“Writing is how we think our way into a subject and make it our own.”
William Zinsser, Author of Writing to Learn
Guest Post by Elizabeth Pauley, math teacher, Grapevine, TX
A few years ago, administrative leadership changes on my campus brought a whole new outlook into meaningful instructional practices. As a campus, we each read The Fundamental 5 by Sean Cain, and the participated in a year long book study as a faculty. The discussions brought forward by this book study were phenomenal. Educators began to reflect on their own teaching practices, realizing that we had lost sight of the most important part of our lessons…our students and their success!

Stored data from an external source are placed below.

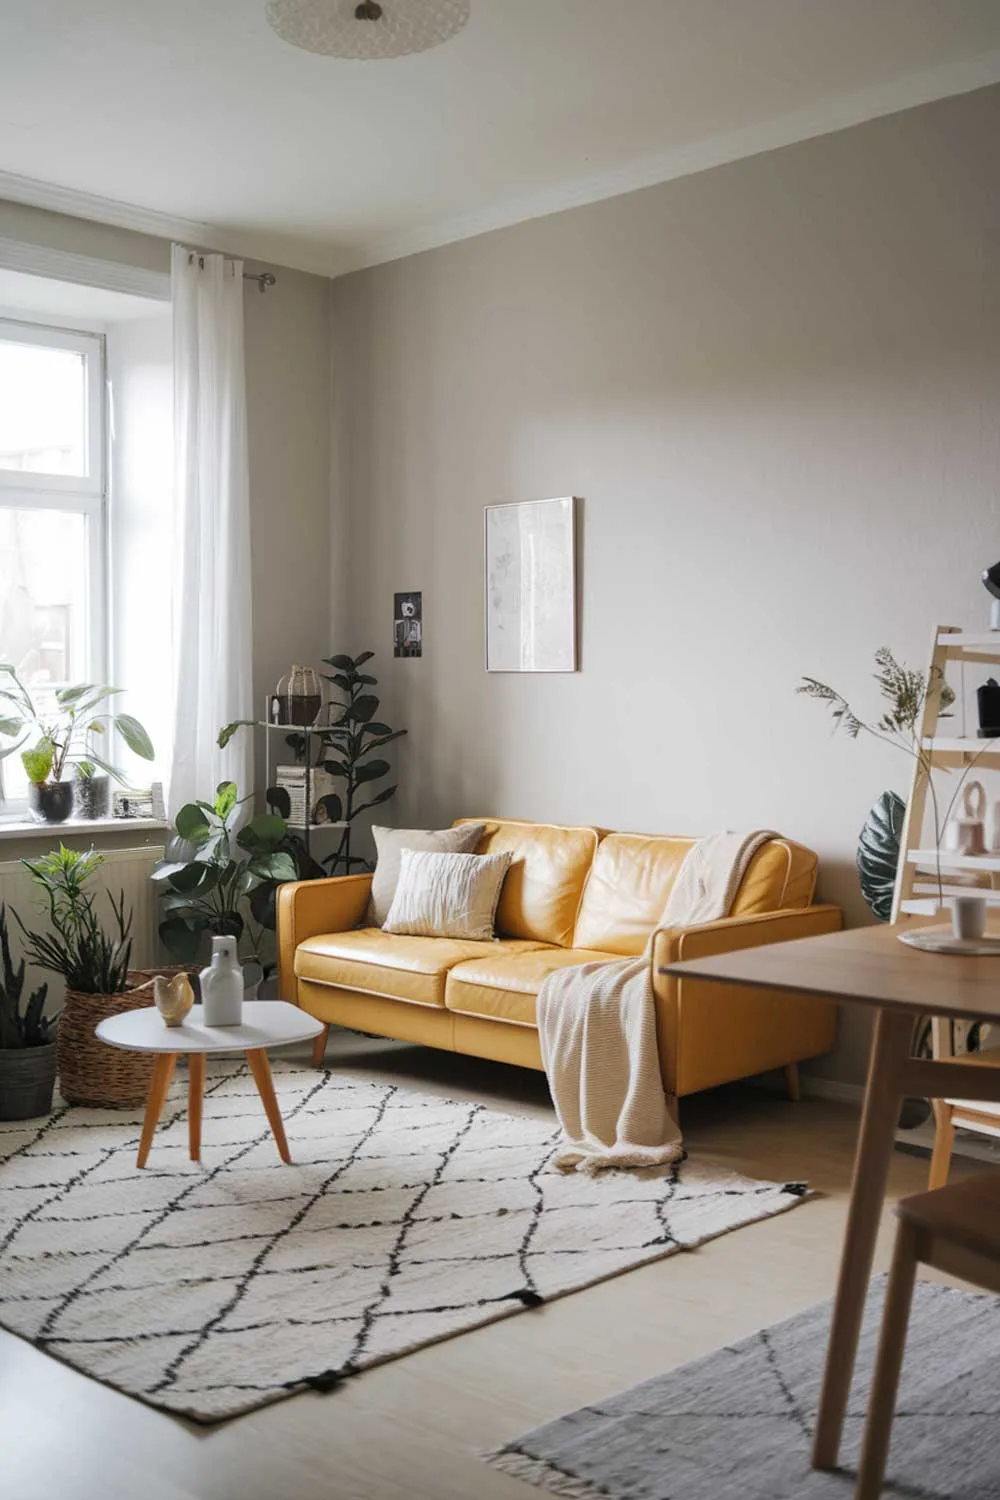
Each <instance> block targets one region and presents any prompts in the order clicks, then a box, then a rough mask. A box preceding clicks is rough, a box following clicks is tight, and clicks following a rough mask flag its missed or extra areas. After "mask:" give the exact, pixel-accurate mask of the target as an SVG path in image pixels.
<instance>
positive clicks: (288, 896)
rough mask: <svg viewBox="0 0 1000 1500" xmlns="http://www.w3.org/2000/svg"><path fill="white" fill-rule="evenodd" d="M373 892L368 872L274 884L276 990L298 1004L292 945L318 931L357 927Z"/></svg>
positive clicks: (296, 981) (358, 925) (296, 945)
mask: <svg viewBox="0 0 1000 1500" xmlns="http://www.w3.org/2000/svg"><path fill="white" fill-rule="evenodd" d="M370 894H372V876H370V874H334V876H331V877H330V879H328V880H289V882H288V885H279V888H277V903H276V907H277V922H276V938H277V993H279V995H280V998H282V999H283V1001H288V1002H289V1004H291V1005H297V1004H298V986H297V981H295V948H297V947H298V944H300V942H304V941H306V939H307V938H316V936H318V935H319V933H345V932H349V930H351V929H352V927H360V926H361V922H363V921H364V913H366V912H367V904H369V897H370Z"/></svg>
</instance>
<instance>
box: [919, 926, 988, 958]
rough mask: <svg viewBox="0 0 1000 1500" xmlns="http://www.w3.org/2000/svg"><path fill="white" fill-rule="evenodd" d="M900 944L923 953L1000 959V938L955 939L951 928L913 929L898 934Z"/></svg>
mask: <svg viewBox="0 0 1000 1500" xmlns="http://www.w3.org/2000/svg"><path fill="white" fill-rule="evenodd" d="M900 942H906V944H909V945H910V947H912V948H922V950H924V953H964V954H966V957H976V956H979V957H985V956H991V957H994V959H1000V938H991V936H990V935H987V936H985V938H955V935H954V932H952V930H951V927H915V929H910V930H907V932H904V933H900Z"/></svg>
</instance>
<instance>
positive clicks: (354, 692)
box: [319, 651, 406, 874]
mask: <svg viewBox="0 0 1000 1500" xmlns="http://www.w3.org/2000/svg"><path fill="white" fill-rule="evenodd" d="M373 655H375V652H373V651H363V652H361V655H358V657H349V655H333V657H325V658H324V660H325V664H327V666H331V667H333V672H331V673H330V675H327V673H324V676H325V681H327V682H330V684H331V685H333V687H336V688H337V691H339V693H342V694H343V696H342V699H340V702H339V703H336V705H334V708H333V709H331V723H330V727H328V730H327V732H325V733H324V735H322V750H321V762H319V763H321V765H322V769H324V771H328V772H330V774H331V775H334V777H339V778H340V780H343V796H340V795H339V793H336V792H333V793H330V795H328V796H324V798H321V802H322V807H324V811H325V813H327V817H328V819H330V822H331V823H337V822H345V823H346V828H345V829H343V832H342V834H340V843H339V844H337V847H336V850H334V852H333V853H331V855H328V856H327V859H325V861H324V864H328V865H330V873H331V874H337V873H342V874H349V873H351V870H352V868H354V867H355V865H364V864H367V861H366V859H363V858H360V856H358V855H355V853H352V852H351V823H352V822H354V820H355V819H357V817H360V816H361V813H367V811H370V808H373V807H381V805H382V804H384V802H388V801H390V798H393V796H394V795H396V790H397V787H396V783H393V784H391V786H384V787H381V790H378V792H376V790H375V789H373V783H375V781H381V780H382V778H384V777H387V775H388V774H390V771H391V766H390V763H388V760H384V759H382V757H381V756H379V754H378V753H376V751H379V750H382V748H384V747H385V745H388V744H391V742H393V741H394V739H402V736H403V735H405V733H406V730H405V729H393V727H390V724H385V723H382V721H381V720H379V718H378V717H376V714H378V708H379V700H378V694H376V693H372V691H370V688H373V687H376V685H378V678H376V676H372V675H370V672H363V670H361V667H363V666H364V664H366V663H367V661H370V660H372V657H373ZM334 715H336V717H334Z"/></svg>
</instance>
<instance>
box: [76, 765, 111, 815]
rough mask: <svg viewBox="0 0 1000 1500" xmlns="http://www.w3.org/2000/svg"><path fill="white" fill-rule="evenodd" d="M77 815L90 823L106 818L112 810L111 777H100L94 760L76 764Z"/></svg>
mask: <svg viewBox="0 0 1000 1500" xmlns="http://www.w3.org/2000/svg"><path fill="white" fill-rule="evenodd" d="M75 793H76V813H78V816H79V817H85V819H87V820H88V822H94V820H96V819H99V817H106V816H108V813H109V810H111V777H109V775H99V774H97V766H96V765H94V763H93V760H78V762H76V786H75Z"/></svg>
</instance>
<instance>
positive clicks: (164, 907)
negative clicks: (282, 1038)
mask: <svg viewBox="0 0 1000 1500" xmlns="http://www.w3.org/2000/svg"><path fill="white" fill-rule="evenodd" d="M246 801H249V798H243V799H240V796H238V792H237V787H235V783H234V781H222V783H220V784H219V787H217V789H216V796H214V801H211V802H202V801H196V802H187V804H186V805H184V807H181V808H180V811H178V813H177V817H175V820H174V829H175V834H174V838H171V841H169V844H168V847H166V858H165V859H163V861H162V862H160V864H159V865H157V867H156V870H154V871H153V879H154V880H156V882H157V883H159V885H160V886H162V889H163V919H162V922H160V929H159V932H160V939H162V942H163V945H165V947H166V948H168V951H169V953H171V954H172V956H174V957H175V959H177V960H178V962H180V963H192V962H193V960H196V959H198V957H199V956H201V954H204V950H205V939H207V938H208V936H213V938H217V936H229V938H235V939H237V941H238V942H240V941H243V947H244V950H247V956H249V957H255V959H261V951H262V945H264V932H265V930H267V929H270V927H273V926H274V892H276V889H277V886H279V885H280V883H282V882H285V880H297V879H298V874H300V871H298V864H297V861H295V852H294V849H292V847H291V841H289V835H288V825H286V822H285V819H283V817H279V816H277V814H276V813H258V816H256V817H250V819H249V822H246V823H244V825H243V826H241V828H238V829H237V826H235V823H237V817H238V813H240V807H241V805H243V802H246Z"/></svg>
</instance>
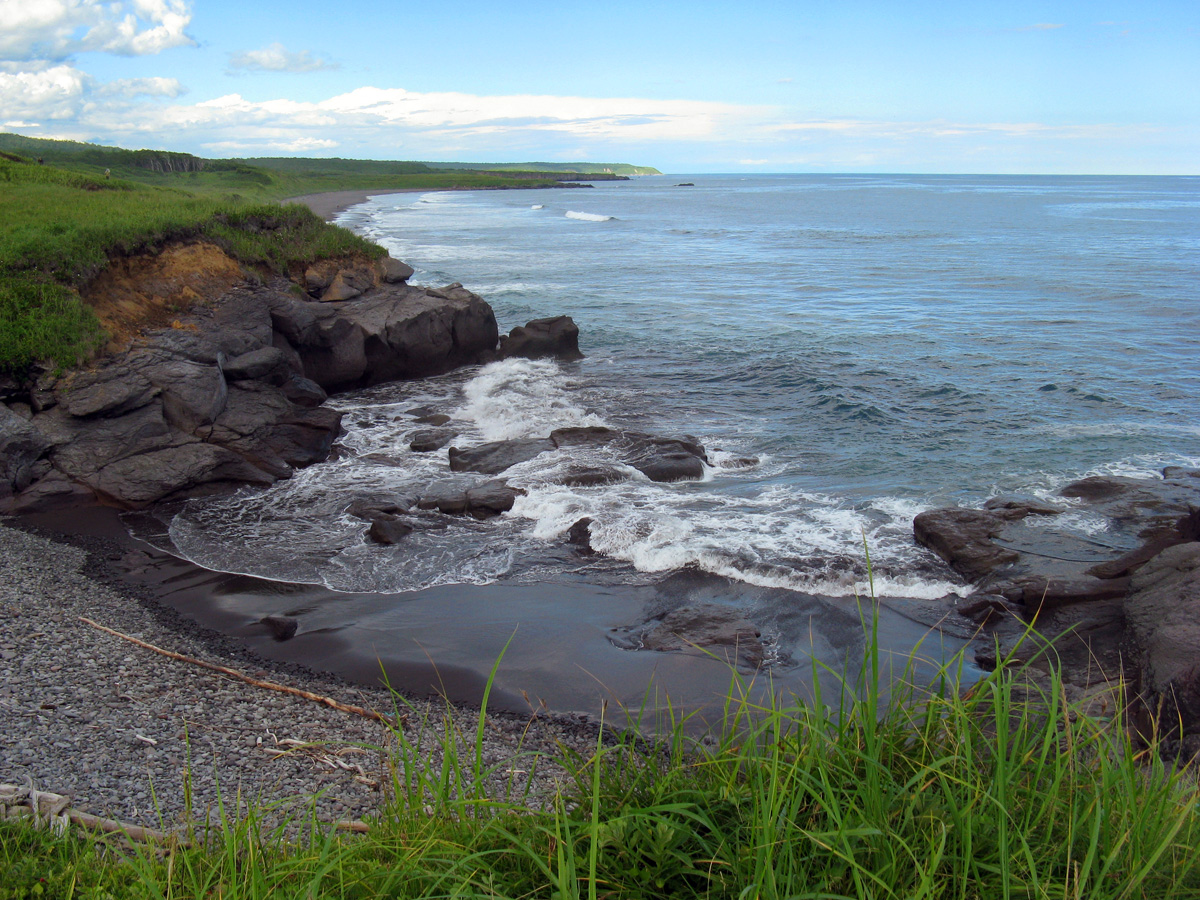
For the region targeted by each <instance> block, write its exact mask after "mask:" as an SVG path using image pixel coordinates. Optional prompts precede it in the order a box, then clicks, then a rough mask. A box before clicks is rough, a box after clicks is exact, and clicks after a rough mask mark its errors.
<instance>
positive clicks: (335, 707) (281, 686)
mask: <svg viewBox="0 0 1200 900" xmlns="http://www.w3.org/2000/svg"><path fill="white" fill-rule="evenodd" d="M79 620H80V622H83V623H84V624H88V625H91V626H92V628H94V629H96V630H98V631H103V632H104V634H108V635H113V636H114V637H120V638H121V640H122V641H128V642H130V643H136V644H137V646H138V647H144V648H145V649H148V650H154V652H155V653H158V654H161V655H163V656H167V658H168V659H174V660H179V661H180V662H190V664H191V665H193V666H199V667H200V668H208V670H209V671H211V672H218V673H220V674H223V676H228V677H229V678H236V679H238V680H239V682H245V683H246V684H251V685H253V686H256V688H264V689H266V690H269V691H280V692H281V694H290V695H293V696H295V697H302V698H304V700H311V701H312V702H313V703H320V704H323V706H326V707H329V708H330V709H337V710H340V712H342V713H353V714H354V715H361V716H362V718H364V719H373V720H374V721H377V722H383V724H384V725H386V726H389V727H391V728H395V727H396V722H395V721H394V720H392V719H390V718H389V716H386V715H383V714H382V713H377V712H374V710H373V709H364V708H362V707H356V706H352V704H350V703H340V702H338V701H336V700H334V698H332V697H325V696H323V695H320V694H313V692H312V691H306V690H301V689H300V688H290V686H288V685H286V684H276V683H275V682H260V680H258V679H257V678H251V677H250V676H247V674H242V673H241V672H239V671H238V670H235V668H229V667H228V666H218V665H216V664H215V662H205V661H204V660H198V659H193V658H192V656H185V655H184V654H182V653H175V652H174V650H164V649H163V648H162V647H155V646H154V644H152V643H148V642H145V641H143V640H140V638H138V637H133V636H132V635H125V634H121V632H120V631H114V630H113V629H110V628H106V626H104V625H101V624H100V623H98V622H92V620H91V619H88V618H84V617H83V616H80V617H79ZM401 725H403V719H402V720H401Z"/></svg>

The chapter that spoke the loudest to me was the one about writing critically. One may ask, “Why would you need to write in a math classroom, when all you work with are numbers? For me, I realized that if my learners were able to write about a given math concept they would be better able to internalize that concept and apply it in a variety of ways. As I read and reread the writing critically chapter, I made the decision to jump ship from the “traditional” math classroom and devote time each day to writing in class. Post-it notes became our best friends, as well as our exit tickets.
At first, I started small. The first time I introduced a new math concept, I gave students 4 pictures & sentence stems to explain how they might feel about the concept. Given 2 minutes to reflect and write their ideas, students proceed to the picture that best described their feelings on the designated chart. Students then shared with others who have a common connection. As a group, students prepared a statement about why this graphic was chosen. The insight I gain from both their written and oral conversations allows me better understand where I should take the instruction next.
By putting their thoughts as well as various mathematical processes into written language, students began to understand the abstract ideas commonly misunderstood by my learners. I was also surprised to find that rarely do I hit any resistance by my students, which I think is due to having writing being a daily part of our learning process.
My desire for wanting to continue to develop a culture of writing in my classroom lead me to want to start a class blog, before I could expect my students to participate, I knew I would have to be familiar with the idea. This June I decided to embark on this new learning journey and begin our class blog (www.ourlearningjourneyinmath.blogspot.com). It’s a definite work in progress but I love the joy that writing brings to my life. I’m looking forward to this love of writing trickling down to my students this year as they begin to share their experiences in our learning journey!